第12話 カミラ・アステル・ブラックの欲望

 あたしは、弟のレックスが気に食わない。別に、死んでほしいとは思わないけれど。理由は簡単。生意気なあいつは、闇属性が使えるのに、遊びで剣を覚えようとしていたから。


 だって、あたしは雷の一属性モノデカ。魔法使いとしては、才能がないと言って良いもの。だから、強くなるための手段として、剣を選んだの。


「あたしは、剣で強くなるのよ……!」


 それからは、必死で訓練したわ。いくら単一の属性とはいえ、力になってくれる魔法も一緒に。その中で、剣と魔法を組み合わせた技を覚えたのよ。雷で、自分を加速しながら剣を叩きつける技を。

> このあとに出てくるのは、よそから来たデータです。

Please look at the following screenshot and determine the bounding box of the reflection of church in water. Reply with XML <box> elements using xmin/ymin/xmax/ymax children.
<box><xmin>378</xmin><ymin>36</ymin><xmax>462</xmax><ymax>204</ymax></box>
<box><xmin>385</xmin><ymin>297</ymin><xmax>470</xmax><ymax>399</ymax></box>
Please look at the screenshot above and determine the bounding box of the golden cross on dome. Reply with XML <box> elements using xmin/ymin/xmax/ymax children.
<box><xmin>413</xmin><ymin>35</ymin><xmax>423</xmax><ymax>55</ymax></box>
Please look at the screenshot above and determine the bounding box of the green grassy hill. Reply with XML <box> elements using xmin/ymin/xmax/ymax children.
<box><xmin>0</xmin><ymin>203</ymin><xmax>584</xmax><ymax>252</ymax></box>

「これが、剣と魔法を組み合わせたあたしの必殺技。迅雷剣ボルトスパークよ」


 この技があれば、三属性トリキロの人間くらいには勝てる。そう思えるくらいには、完成度の高いものだと思えたのよ。全力で努力した証。そう思えて、満足感があった。


 あたしは、魔法も剣も、独学で覚えるしかなかった。お父様は、一属性モノデカである私には、まるで期待していなかったから。それなのに、レックスは無音剣サイレントキラーのエリナに剣を教わり、五曜超魔ワイズマンのフィリスに魔法を教わっている。いくら異種族とはいえ、注目するに値する存在に。


 本当に、気に食わなかった。


 レックスが当たり前のように教わっている存在は、あたしが欲しくても手に入れられなかった師匠。彼女たちではなくても、せめて先達の手助けがあれば。あたしはもう少し成長できたはずなのに。


「レックスのやつ、あたしがどれだけ苦労して、剣と魔法を覚えたと思っているのかしら。良い師匠を手に入れて、それは楽に成長できたんでしょうね」


 あたしは、剣も魔法も手探りで上達してきたのに。道が示されているだけで、どれだけ効率が良くなるのか。想像しかできないけれど、全然違うのでしょうね。それでも、レックスになんて負けたりしない。複数属性持ちの魔法使いにだって勝てるように、訓練したんだから。


「思い知らせてやる。あたしの努力を。そうすれば、あのバカ弟だって、あたしを軽く見たりしないわ」


 レックスのやつは、エルフや獣人のメイドを可愛がるばかりで、あたしのことを見もしない。姉と弟だっていうのに。いくら闇属性を使えたって、家族であることは変わらないのに。それなのに、あたしのことを他人みたいに見てくるんだから。許せないわ。


 だから、バカ弟のやつに戦いを挑んだ。あたしの存在を、あいつに刻みつけてやるために。誰を見るべきなのか、思い知らせてやるために。


 けれど、勝てなかった。剣で戦った時は、あたしの剣技に余裕を持って対処して。あまつさえ見せつけるかのように、有名な技の音無しサイレントキルを使って。完敗だった。


 その後、明らかに余裕ぶった顔で、あたしに魔法ありでの戦いを挑んできた。少しくらいは痛い目を見せてやろうと思っていたけれど、うまくいかなかった。魔力の壁に、何も攻撃を通せなかった。その上で、あたしに対して寸止めまでしていたのよ。子供と大人のケンカのようだった。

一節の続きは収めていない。